The marginal contributions of this study are as follows. First, the existing literature mainly focuses on measurement methods and important influencing factors of export sophistication, but ignores its green aspect and pays insufficient attention to the path required to enhance China’s EGS. This study examines the effect of the CTPM on China’s EGS for the first time, and discusses the intermediary channel, which verifies Porter’s theory to a certain extent, and makes up for the shortcomings of existing theoretical and empirical fields. Second, this study examines the implementation effect of the CTPM from the perspective of micro-enterprise export technology, and expands the related research. In addition to providing new empirical evidence, this study also further examines its impact mechanism, which helps to understand the transmission between macro-environmental policy and micro-enterprise export behavior. Third, this study carries out an in-depth analysis of the varying effects of different system design characteristics of each pilot carbon market on the EGS of enterprises, enriches the relevant research on the CTPM, and provides targeted reference for the design of China’s NECT. Fourth, this study analyzes the moderating effect of government behavior in the region where enterprises are located. Furthermore, this study analyzes whether the implementation of the CTPM has significantly improved the competitiveness of enterprises with the help of green innovation channels, and provides theoretical guidance about how to deal with environmental regulation; that is, enterprises must make full use of their own resources and actively carry out high-quality green innovation activities to improve their competitiveness and environmental protection.

3. Research Design

3.1. Model

3.1.1. DID Model

The existing literature mainly uses the DID model when evaluating the economic and environmental effect of the CTPM. This model can avoid the endogenous problem, and the results are highly stable. Therefore, this study constructs an impact model of CTPM on EGS, as follows:

$${\mathrm{lnegs}}_{i\mathrm{t}}={\alpha }_0+{\alpha }_{1}pilo{t}_i\times pos{t}_t+{\alpha }_2{X}_{it}+{\mu }_i+{\gamma }_{\mathrm{t}}+\mathrm{province}\ast \mathrm{year}+\mathrm{sector}\ast \mathrm{year}+{\epsilon }_{it}$$

(1)

where lnegs_it is the natural logarithm of EGS; pilot_i represents the dummy variable of CTPM, which is set as 1 for pilot enterprises and 0 for non-pilot enterprises; post_t represents a dummy variable of CTPM’s policy implementation time in 2013, and post_t = 1 represents after policy implementation (t ≥ 2013), whereas post_t = 0 represents before policy implementation (t < 2013); province*year is the province time trend item, which can eliminate the potential confounding factors at the province level that change with time; and sector*year is the sector time trend, which can eliminate confounding sector-level factors that change with time.

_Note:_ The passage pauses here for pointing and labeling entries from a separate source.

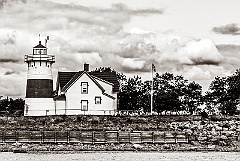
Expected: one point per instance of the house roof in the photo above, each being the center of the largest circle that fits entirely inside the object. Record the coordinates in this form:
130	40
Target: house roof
78	75
65	78
109	77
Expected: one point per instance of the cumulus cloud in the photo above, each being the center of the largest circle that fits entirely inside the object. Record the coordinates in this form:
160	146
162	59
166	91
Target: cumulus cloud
78	34
131	64
199	53
230	29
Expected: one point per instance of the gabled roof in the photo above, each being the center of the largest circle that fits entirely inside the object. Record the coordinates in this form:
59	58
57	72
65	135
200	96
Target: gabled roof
65	77
111	77
78	75
39	45
108	76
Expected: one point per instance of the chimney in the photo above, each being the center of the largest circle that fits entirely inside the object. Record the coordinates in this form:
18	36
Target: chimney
86	67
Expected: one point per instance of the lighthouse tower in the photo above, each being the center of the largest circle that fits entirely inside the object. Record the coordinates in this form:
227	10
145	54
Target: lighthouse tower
39	89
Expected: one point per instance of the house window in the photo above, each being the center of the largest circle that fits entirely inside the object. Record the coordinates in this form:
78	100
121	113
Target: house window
84	86
84	105
98	100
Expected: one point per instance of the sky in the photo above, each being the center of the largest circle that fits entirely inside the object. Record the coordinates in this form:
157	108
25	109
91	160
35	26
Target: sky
196	39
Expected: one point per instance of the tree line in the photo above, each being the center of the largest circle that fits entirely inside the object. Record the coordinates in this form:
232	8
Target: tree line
171	94
174	94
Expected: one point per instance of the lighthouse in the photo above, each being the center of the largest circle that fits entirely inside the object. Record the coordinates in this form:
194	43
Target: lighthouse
39	88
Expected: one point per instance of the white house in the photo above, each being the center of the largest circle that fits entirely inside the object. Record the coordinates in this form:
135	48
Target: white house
83	92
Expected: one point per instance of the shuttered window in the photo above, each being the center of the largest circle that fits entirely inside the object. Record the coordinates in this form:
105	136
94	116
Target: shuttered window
84	105
84	87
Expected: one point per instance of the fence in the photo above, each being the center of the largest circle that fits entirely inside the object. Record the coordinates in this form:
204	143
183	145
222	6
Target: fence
92	137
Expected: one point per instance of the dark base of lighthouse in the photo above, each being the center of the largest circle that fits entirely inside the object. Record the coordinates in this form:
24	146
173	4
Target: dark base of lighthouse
39	88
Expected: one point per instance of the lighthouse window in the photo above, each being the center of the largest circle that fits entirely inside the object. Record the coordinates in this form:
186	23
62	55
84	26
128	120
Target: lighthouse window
84	87
98	100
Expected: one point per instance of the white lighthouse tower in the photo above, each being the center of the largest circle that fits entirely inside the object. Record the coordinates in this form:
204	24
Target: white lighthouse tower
39	89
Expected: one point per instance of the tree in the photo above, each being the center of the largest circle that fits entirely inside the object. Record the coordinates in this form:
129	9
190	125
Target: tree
131	94
192	97
168	91
224	94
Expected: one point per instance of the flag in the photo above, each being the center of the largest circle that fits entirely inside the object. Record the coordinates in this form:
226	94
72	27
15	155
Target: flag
153	68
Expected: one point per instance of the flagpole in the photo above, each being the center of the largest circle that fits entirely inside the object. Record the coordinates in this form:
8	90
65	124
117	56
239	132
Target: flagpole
152	93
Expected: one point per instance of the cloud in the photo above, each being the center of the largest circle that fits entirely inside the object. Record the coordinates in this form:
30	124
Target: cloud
130	64
230	29
9	72
200	53
77	33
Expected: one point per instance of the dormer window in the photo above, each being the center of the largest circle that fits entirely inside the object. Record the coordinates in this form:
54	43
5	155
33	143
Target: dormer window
84	87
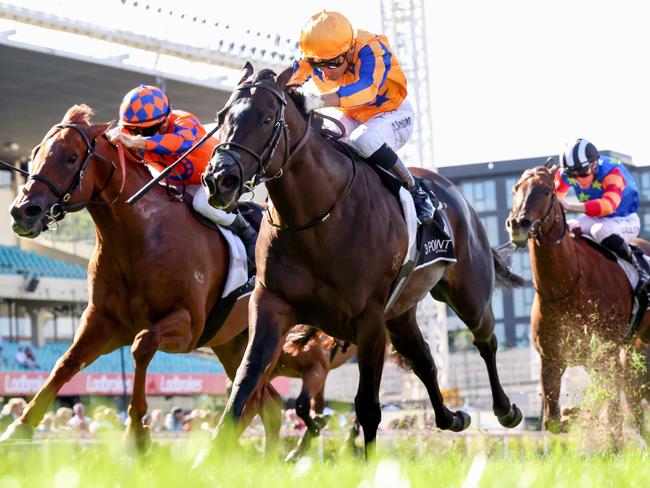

3.1.2. Extensions of DID Model

(1)

Mediating Effect Model

The existing literature has studied whether the CTPM can produce the Porter effect, and reported results that enterprises are encouraged to actively improve the level of technological innovation [16]. Thus, this study uses the standard mediating effect model to test this impact mechanism, and to assess whether the CTPM can promote the increase in EGS of enterprises by improving green technology innovation:

$$\begin{array}{l}{\mathrm{gi}}_{\mathrm{i}\mathrm{t}}={\mathsf{\alpha }}_0+{\mathsf{\beta }}_1\mathrm{p}\mathrm{i}\mathrm{l}\mathrm{o}{\mathrm{t}}_{\mathrm{i}}\times \mathrm{p}\mathrm{o}\mathrm{s}{\mathrm{t}}_{\mathrm{t}}+{\mathsf{\beta }}_2{\mathrm{X}}_{\mathrm{i}\mathrm{t}}+{\mathsf{\mu }}_{\mathrm{i}}+{\mathsf{\gamma }}_{\mathrm{t}}\\ +\mathrm{province}\ast \mathrm{year}+\mathrm{sector}\ast \mathrm{year}+{\mathsf{\epsilon }}_{\mathrm{i}\mathrm{t}}\end{array},$$

(2)

$$\begin{array}{l}{\mathrm{lnegs}}_{\mathrm{i}\mathrm{t}}={\mathsf{\alpha }}_0+{\mathsf{\lambda }}_1\mathrm{p}\mathrm{i}\mathrm{l}\mathrm{o}{\mathrm{t}}_{\mathrm{i}}\times \mathrm{p}\mathrm{o}\mathrm{s}{\mathrm{t}}_{\mathrm{t}}+{\mathsf{\lambda }}_2{\mathrm{gi}}_{\mathrm{it}}+{\mathsf{\lambda }}_3{\mathrm{X}}_{\mathrm{i}\mathrm{t}}+{\mathsf{\mu }}_{\mathrm{i}}+{\mathsf{\gamma }}_{\mathrm{t}}\\ +\mathrm{province}\ast \mathrm{year}+\mathrm{sector}\ast \mathrm{year}+{\mathsf{\epsilon }}_{\mathrm{i}\mathrm{t}}\end{array},$$

(3)

where gi_it is the green technology innovation level.

(2)

Moderating effect model

Considering local economic development, several local governments may over-intervene in enterprises, affecting the enterprises’ enthusiasm to carry out carbon quota trading in the market. At the same time, the CTPM is entrusted to the local government for specific implementation. However, given the existence of local government assessment guidance and a competition mechanism, and other factors, the implementation of the CTPM may be alienated by the interference of government behavior; for example, officials’ promotion pressure and fiscal decentralization are important influencing factors. Following Wang et al. [34], this study empirically examines the above moderating effect through the following model:

$$\begin{array}{l}{\mathrm{lnegs}}_{\mathrm{i}\mathrm{t}}={\mathsf{\alpha }}_0+{\mathsf{\alpha }}_1\mathrm{p}\mathrm{i}\mathrm{l}\mathrm{o}{\mathrm{t}}_{\mathrm{i}}\times \mathrm{p}\mathrm{o}\mathrm{s}{\mathrm{t}}_{\mathrm{t}}\times {\mathrm{external}}_{\mathrm{k}}+{\mathsf{\alpha }}_2\mathrm{p}\mathrm{i}\mathrm{l}\mathrm{o}{\mathrm{t}}_{\mathrm{i}}\times \mathrm{p}\mathrm{o}\mathrm{s}{\mathrm{t}}_{\mathrm{t}}+{\mathsf{\alpha }}_3{\mathrm{external}}_{\mathrm{k}}\\ +{\mathsf{\alpha }}_4{\mathrm{X}}_{\mathrm{i}\mathrm{t}}+{\mathsf{\mu }}_{\mathrm{i}}+{\mathsf{\gamma }}_{\mathrm{t}}+\mathrm{province}\ast \mathrm{year}+\mathrm{sector}\ast \mathrm{year}+{\mathsf{\epsilon }}_{\mathrm{i}\mathrm{t}}\end{array}$$

(4)

Equation (4) adds the interaction term between the external government behavior and the CTPM into the DID model. The variable external represents the officials’ promotion pressure and fiscal decentralization. The core variable is pilot × post × external, and according to its coefficient significance, we analyze the moderating effect of government behavior on the CTPM.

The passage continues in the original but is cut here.